Jules. — Ce doit être le moment difficile.

Paul. — Il en périt beaucoup ; mais il en reste cachés sous les mousses, dans les rides des écorces, parmi les feuilles sèches ; il n’en reste que trop pour détruire au printemps les boutons des pommiers.

L’anthonome du poirier et celui du cerisier ressemblent à celui que je viens de vous montrer. Ils ont des mœurs exactement pareilles.

Se débarrasser de ces destructeurs de fleurs n’est pas chose aisée. Si l’on n’avait à soigner qu’un petit nombre d’arbres faciles à visiter, on pourrait, à la rigueur, récolter et brûler les boutons secs habités par les larves. Par ce travail fastidieux, on sauverait quelques fruits de l’année suivante, sans jamais parvenir cependant à se délivrer des anthonomes, car ces insectes volent très bien et loin, et il en viendrait du voisinage quand il n’y en aurait plus chez vous. D’ailleurs la récolte des boutons piqués est impraticable en grand.

Jules. — Ces petits mangeurs de fleurs seront donc les maîtres dans nos vergers : ils nous détruiront en leur germe pommes et poires sans que nous puissions les détendre ?

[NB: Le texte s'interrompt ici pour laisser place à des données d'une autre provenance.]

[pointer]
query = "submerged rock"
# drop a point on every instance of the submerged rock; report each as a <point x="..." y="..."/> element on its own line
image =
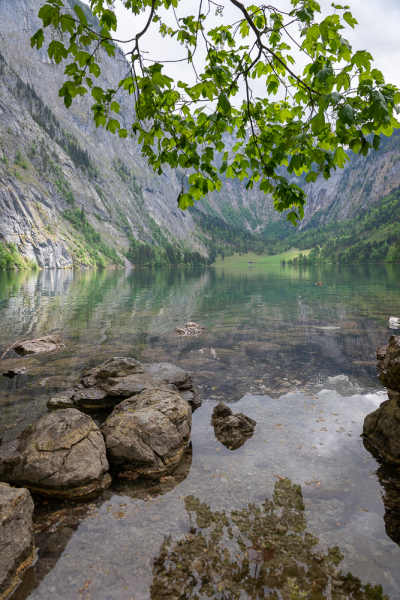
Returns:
<point x="389" y="364"/>
<point x="191" y="329"/>
<point x="63" y="455"/>
<point x="11" y="373"/>
<point x="148" y="433"/>
<point x="62" y="400"/>
<point x="114" y="367"/>
<point x="382" y="427"/>
<point x="43" y="345"/>
<point x="17" y="549"/>
<point x="119" y="378"/>
<point x="231" y="430"/>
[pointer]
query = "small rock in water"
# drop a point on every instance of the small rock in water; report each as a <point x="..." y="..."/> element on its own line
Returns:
<point x="11" y="373"/>
<point x="231" y="430"/>
<point x="382" y="427"/>
<point x="43" y="345"/>
<point x="17" y="548"/>
<point x="191" y="329"/>
<point x="394" y="323"/>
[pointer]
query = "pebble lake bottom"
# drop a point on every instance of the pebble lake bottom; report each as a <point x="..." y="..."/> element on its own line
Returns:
<point x="302" y="510"/>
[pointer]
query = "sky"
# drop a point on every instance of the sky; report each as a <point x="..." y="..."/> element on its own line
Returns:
<point x="377" y="32"/>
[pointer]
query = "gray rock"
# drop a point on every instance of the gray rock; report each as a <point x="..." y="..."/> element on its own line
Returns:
<point x="135" y="384"/>
<point x="190" y="329"/>
<point x="169" y="374"/>
<point x="389" y="364"/>
<point x="63" y="455"/>
<point x="148" y="433"/>
<point x="93" y="398"/>
<point x="382" y="428"/>
<point x="17" y="548"/>
<point x="62" y="400"/>
<point x="192" y="397"/>
<point x="118" y="378"/>
<point x="114" y="367"/>
<point x="231" y="430"/>
<point x="43" y="345"/>
<point x="11" y="373"/>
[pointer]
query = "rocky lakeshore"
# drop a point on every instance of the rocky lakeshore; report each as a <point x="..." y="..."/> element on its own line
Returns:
<point x="382" y="427"/>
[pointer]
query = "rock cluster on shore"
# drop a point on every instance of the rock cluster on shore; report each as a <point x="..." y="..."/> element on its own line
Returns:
<point x="148" y="433"/>
<point x="66" y="455"/>
<point x="63" y="455"/>
<point x="17" y="548"/>
<point x="382" y="427"/>
<point x="120" y="378"/>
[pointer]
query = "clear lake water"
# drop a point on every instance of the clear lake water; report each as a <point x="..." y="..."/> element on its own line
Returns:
<point x="303" y="510"/>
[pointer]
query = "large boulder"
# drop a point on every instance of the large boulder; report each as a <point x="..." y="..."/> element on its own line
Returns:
<point x="17" y="549"/>
<point x="43" y="345"/>
<point x="63" y="455"/>
<point x="389" y="364"/>
<point x="231" y="430"/>
<point x="148" y="433"/>
<point x="382" y="427"/>
<point x="120" y="378"/>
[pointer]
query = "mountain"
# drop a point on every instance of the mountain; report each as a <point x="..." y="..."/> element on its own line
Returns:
<point x="74" y="194"/>
<point x="55" y="161"/>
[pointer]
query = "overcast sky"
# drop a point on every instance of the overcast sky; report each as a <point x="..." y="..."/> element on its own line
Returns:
<point x="377" y="32"/>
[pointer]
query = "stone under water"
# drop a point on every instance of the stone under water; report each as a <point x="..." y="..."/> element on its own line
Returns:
<point x="231" y="430"/>
<point x="63" y="455"/>
<point x="146" y="435"/>
<point x="382" y="427"/>
<point x="17" y="548"/>
<point x="43" y="345"/>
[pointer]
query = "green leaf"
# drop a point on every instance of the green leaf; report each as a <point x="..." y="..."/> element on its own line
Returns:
<point x="311" y="177"/>
<point x="324" y="74"/>
<point x="185" y="200"/>
<point x="340" y="157"/>
<point x="224" y="103"/>
<point x="37" y="39"/>
<point x="348" y="17"/>
<point x="346" y="114"/>
<point x="80" y="14"/>
<point x="112" y="125"/>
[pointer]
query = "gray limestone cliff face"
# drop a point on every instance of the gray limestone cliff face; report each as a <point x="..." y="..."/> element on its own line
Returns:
<point x="21" y="226"/>
<point x="31" y="202"/>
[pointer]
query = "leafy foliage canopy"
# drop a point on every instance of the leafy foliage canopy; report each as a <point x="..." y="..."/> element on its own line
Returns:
<point x="305" y="119"/>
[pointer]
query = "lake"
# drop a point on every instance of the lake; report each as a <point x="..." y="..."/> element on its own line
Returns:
<point x="301" y="510"/>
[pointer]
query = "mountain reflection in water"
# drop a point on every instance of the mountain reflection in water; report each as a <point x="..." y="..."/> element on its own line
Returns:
<point x="257" y="552"/>
<point x="295" y="357"/>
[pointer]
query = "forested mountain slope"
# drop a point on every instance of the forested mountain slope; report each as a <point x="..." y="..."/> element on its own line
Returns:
<point x="55" y="162"/>
<point x="71" y="193"/>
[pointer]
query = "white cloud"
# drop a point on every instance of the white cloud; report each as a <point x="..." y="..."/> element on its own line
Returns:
<point x="377" y="32"/>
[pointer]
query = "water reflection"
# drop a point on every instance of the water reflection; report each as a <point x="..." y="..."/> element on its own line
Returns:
<point x="257" y="552"/>
<point x="389" y="478"/>
<point x="297" y="358"/>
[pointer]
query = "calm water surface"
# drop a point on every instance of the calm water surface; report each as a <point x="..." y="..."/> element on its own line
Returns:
<point x="302" y="510"/>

Paul. — Ils seraient les maîtres, en effet, si nous n’avions de vigilants auxiliaires, des aides à l’œil perçant qui, de la pointe du jour au coucher du soleil, guettent les insectes et leur font la chasse avec une patience, une adresse, une assiduité dont aucun de nous ne serait capable.

Émile. — Ces aides, je ne les ai jamais vus.

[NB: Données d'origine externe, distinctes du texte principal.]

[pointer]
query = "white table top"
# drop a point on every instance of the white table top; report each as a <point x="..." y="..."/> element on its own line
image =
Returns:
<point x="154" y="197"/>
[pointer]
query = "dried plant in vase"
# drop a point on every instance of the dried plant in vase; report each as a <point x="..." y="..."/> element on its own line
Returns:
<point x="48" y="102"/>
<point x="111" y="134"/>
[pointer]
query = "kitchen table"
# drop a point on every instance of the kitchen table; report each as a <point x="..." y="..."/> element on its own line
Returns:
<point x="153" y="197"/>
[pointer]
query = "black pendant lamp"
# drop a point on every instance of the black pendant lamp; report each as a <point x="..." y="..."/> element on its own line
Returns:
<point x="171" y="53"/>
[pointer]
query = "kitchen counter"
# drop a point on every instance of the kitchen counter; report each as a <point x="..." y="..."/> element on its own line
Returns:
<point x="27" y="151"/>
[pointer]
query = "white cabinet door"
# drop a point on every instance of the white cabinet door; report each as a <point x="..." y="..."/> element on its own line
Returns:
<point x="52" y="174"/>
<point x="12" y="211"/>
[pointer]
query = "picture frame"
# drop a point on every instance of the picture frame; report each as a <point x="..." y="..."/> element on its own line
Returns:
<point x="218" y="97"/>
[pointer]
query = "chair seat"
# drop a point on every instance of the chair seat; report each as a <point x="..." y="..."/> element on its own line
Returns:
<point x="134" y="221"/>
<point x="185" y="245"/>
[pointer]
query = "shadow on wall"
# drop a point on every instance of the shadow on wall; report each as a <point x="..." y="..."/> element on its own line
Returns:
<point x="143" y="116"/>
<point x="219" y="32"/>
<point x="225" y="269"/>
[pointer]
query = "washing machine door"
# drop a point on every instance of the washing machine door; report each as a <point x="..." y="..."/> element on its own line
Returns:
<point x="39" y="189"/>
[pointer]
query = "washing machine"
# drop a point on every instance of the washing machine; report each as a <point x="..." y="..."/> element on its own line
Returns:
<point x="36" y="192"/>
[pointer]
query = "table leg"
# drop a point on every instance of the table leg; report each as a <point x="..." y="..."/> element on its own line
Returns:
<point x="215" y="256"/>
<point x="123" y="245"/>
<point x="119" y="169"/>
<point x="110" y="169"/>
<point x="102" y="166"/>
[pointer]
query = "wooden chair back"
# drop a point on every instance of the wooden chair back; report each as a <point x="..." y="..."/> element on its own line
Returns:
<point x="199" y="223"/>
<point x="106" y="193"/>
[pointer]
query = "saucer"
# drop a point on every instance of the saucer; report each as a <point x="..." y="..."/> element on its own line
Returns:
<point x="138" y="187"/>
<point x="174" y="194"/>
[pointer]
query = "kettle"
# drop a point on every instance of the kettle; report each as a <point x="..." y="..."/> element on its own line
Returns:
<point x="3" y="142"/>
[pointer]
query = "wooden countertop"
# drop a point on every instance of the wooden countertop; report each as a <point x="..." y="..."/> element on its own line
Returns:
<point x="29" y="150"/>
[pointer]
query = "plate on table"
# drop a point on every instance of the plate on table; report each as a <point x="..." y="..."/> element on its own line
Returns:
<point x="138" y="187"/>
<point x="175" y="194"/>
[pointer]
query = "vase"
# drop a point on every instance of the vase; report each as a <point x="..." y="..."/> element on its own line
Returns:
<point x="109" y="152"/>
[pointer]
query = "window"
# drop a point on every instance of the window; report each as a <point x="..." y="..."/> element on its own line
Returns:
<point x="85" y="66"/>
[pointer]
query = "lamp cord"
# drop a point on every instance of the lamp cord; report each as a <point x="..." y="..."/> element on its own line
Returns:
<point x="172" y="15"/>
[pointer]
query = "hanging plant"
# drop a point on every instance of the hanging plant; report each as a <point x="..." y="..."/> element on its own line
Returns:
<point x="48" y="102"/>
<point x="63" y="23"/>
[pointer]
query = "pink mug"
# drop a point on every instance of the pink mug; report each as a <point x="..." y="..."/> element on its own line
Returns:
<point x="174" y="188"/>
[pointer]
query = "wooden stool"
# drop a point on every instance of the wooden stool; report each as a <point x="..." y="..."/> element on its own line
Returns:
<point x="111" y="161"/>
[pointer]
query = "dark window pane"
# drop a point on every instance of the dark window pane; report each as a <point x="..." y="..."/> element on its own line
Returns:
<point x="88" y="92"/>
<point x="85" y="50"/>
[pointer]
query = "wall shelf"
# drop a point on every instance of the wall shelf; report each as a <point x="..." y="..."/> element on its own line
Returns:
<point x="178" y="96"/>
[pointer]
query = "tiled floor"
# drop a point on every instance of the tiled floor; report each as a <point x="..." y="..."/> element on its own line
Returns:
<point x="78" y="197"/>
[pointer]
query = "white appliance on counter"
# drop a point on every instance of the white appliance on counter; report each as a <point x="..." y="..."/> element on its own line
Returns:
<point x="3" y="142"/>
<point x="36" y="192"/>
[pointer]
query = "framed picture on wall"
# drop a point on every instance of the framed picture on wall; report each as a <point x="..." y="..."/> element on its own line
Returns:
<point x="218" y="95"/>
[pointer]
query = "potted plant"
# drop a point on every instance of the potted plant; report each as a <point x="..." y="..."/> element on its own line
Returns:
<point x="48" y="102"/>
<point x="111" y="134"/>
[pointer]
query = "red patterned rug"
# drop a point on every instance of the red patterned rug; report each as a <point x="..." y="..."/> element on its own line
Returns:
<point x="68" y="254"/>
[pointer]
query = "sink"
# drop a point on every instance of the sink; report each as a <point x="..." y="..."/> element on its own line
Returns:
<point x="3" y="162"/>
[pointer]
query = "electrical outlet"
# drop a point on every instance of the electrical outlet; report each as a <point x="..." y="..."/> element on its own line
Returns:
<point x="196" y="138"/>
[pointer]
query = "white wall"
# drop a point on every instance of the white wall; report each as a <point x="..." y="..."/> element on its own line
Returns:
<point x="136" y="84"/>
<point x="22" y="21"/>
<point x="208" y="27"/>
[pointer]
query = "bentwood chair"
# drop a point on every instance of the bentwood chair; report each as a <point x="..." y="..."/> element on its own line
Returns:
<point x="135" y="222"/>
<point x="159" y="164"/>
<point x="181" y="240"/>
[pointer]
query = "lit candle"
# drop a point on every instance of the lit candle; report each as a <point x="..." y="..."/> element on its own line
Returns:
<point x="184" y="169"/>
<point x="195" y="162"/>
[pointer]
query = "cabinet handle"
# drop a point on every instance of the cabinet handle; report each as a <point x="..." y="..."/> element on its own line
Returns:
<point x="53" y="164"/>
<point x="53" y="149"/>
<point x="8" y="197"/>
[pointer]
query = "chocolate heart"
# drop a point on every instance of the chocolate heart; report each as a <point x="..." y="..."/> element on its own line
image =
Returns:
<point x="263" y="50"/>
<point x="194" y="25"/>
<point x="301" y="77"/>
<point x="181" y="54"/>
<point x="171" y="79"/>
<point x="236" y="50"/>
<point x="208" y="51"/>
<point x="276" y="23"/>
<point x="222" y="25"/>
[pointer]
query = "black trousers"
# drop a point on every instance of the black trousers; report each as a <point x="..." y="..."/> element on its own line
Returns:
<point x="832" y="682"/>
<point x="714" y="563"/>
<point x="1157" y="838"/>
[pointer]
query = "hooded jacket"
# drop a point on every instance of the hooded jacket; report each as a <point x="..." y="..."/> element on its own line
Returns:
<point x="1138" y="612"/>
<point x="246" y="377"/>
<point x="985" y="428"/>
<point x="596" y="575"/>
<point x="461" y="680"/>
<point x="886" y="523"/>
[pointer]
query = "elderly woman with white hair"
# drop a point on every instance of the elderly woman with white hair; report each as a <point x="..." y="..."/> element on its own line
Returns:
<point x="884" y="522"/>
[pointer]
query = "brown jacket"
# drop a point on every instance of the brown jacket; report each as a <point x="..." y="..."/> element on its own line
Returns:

Paul. — Vous les voyez à chaque instant, car ce sont les oiseaux. Sur un pommier fleuri, quand d’une branche à l’autre un oisillon sautille, gazouillant et becquetant, remerciez Dieu, mes enfants, de nous avoir donné la charmante créature dont chaque coup de bec nous délivre d’un ennemi. Je ne vous en dirai pas davantage sur cet admirable sujet ; je me propose d’y revenir un jour.